Ever since losing at TCU in early March, the Jayhawks have basically been doing that. So, it’s not like they’ll have to go far to move the needle from engaged to full throttle. But doing so, particularly early, could go a long way toward helping Kansas build another early lead and play through whatever nerves might be present.
All signs point to Kansas fully understanding what this means.
Leading scorer Ochai Agbaji has been more cut throat this week than at any point in his career. Christian Braun and Remy Martin are known for playing with extreme passion and energy and David McCormack, Mitch Lightfoot and Jalen Wilson are both more than happy to play the type of physical game that winning on Monday night might require.
“No what-ifs, no could’ve beens, none of that,” Lightfoot said on Sunday. “For a bunch of these guys, this is going to be our last time on a college basketball court, so there’s just no what-ifs. It’s something we’ve been preaching the whole tournament. We want to make sure we go out there and play and put our heart down.”
2. Gang rebound
The Jayahwks have been at their best this season when they have entered games knowing that they had to get all five guys to the glass and use their toughness at all five positions to win the rebounding war.

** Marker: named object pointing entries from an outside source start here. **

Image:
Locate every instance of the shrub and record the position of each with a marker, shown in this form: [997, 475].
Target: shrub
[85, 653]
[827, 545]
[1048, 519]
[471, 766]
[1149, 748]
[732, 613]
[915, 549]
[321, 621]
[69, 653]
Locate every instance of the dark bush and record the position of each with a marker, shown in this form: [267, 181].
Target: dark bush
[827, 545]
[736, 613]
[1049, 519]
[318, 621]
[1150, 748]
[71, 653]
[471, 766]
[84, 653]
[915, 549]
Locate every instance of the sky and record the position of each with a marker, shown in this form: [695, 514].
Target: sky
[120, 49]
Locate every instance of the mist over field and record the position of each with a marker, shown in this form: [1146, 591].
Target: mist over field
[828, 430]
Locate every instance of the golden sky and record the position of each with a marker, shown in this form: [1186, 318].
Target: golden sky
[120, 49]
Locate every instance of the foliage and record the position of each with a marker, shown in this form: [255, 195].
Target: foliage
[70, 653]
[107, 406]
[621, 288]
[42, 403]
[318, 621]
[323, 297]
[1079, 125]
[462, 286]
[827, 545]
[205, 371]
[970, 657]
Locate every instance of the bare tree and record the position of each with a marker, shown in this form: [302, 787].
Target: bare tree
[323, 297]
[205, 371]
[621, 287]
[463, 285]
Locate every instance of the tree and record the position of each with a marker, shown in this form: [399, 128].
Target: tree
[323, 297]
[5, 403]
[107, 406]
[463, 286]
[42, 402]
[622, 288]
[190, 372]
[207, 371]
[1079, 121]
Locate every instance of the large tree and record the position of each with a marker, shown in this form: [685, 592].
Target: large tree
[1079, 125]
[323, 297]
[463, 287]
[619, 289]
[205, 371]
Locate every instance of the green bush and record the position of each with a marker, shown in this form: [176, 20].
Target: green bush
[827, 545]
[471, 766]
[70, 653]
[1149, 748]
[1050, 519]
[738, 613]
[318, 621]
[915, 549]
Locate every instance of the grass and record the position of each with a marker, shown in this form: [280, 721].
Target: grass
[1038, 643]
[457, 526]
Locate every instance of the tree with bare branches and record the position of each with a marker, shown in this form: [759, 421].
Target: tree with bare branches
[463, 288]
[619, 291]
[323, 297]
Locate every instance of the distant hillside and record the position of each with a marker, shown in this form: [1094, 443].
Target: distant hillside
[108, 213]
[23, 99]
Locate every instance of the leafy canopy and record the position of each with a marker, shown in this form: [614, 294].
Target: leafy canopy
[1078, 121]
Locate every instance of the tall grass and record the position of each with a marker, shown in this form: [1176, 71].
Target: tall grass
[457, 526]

This is one of those games.
And it starts with UNC big man Armando Bacot, who grabbed 21 rebounds in Carolina’s Final Four win over Duke on Saturday night.
The 6-foot-10, 240-pound junior from Richmond, Virginia, is averaging 13.1 rebounds per game on the season, including 4.1 per game on the offensive end.
Although their measurements are similar, he plays bigger than KU’s David McCormack, using his length to keep misses alive and his strength to get whatever position he desires.
It will be interesting to see how an ankle injury he suffered against Duke plays into his effectiveness against Kansas. But the Jayhawks should prepare like he’s 100% and attack the glass like the Tar Heels have three of him.
That certainly sounds like the plan.
“They’ve got two physical guys in the paint,” KU forward Jalen Wilson said of Bacot and Brady Manek. “Armando Bacot’s one of the best rebounders in the country, so we’re going to box him out every single play and always get a body on him.
Led by Bacot, the Tar Heels rank among the top teams in the country in offensive rebounding percentage on both ends of the floor. On offense, their ability to get back 31.3% of their misses ranks 74th nationally, according to KenPom.com. On defense, Bacot’s presence limits opponents to a 21.6% offensive rebounding clip, which puts UNC as the second-best defensive rebounding team in the country.
The Jayhawks rank 36th nationally in going to the offensive glass (at 33.2%) but just 163rd (27.8%) in preventing opponents from getting second chances.
Jalen Wilson said Sunday that he would do everything in his power to grab every rebound possible. This isn’t just tough-guy talk either. During this tournament, Wilson is averaging 10.8 rebounds per game and riding a streak of four consecutive games with double-digit rebounds.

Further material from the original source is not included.